Prosegue il ragionamento, un ruolo decisivo è il fatto che il messaggio PEC “indicava in modo inequivocabile sia la sua provenienza dall’Avvocatura dello Stato, per conto del Ministero, sia i nomi degli appellati, sia l’oggetto della notificazione («ricorso in appello per la riforma della sentenza n. 245/2017 del Tribunale del Lavoro di Palermo»), sia, infine, il numero di iscrizione a ruolo del processo presso la Corte d’Appello di Palermo («n. 467/2017 R.G.L.»)”. Ne deriva che la consegna del messaggio, “seppure gravemente incompleta per la totale illeggibilità degli allegati, era idonea a fare conoscere al destinatario l’esatto oggetto (anche se non il contenuto) della notificazione”.

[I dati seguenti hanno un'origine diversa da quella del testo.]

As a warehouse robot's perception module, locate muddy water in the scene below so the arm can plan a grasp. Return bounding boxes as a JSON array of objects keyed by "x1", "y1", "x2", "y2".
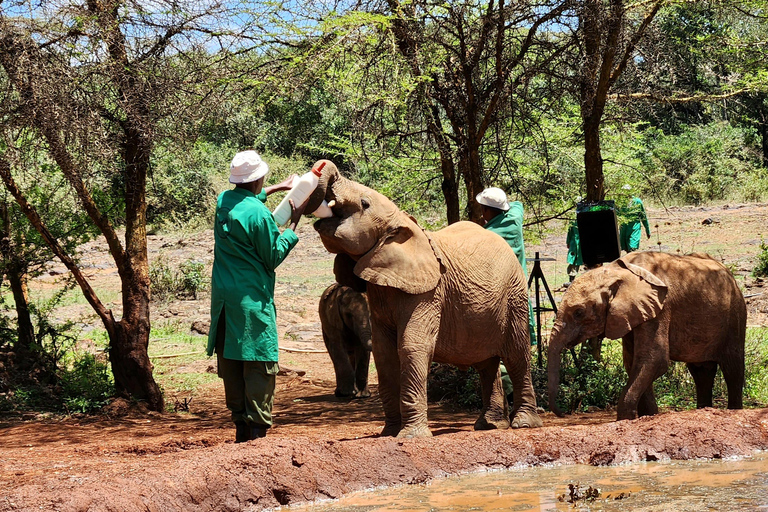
[{"x1": 290, "y1": 453, "x2": 768, "y2": 512}]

Ciò, dunque, esclude che si possa parlare di «totale mancanza dell’atto», da intendersi come atto notificatorio, e, quindi, la sussistenza dell’ipotesi estrema e residuale della inesistenza della notificazione.

In definitiva per la Corte Suprema di Cassazione, Sezione lavoro, va affermato il seguente principio di diritto: «Nelle notificazioni a mezzo PEC, qualora il messaggio regolarmente pervenuto al destinatario indichi chiaramente gli estremi essenziali della notificazione (soggetto notificante, soggetto notificato, oggetto della notifica), qualsiasi anomalia che renda di fatto illeggibili gli allegati (atti notificati e relata di notifica) comporta la nullità, e non la inesistenza, della notificazione».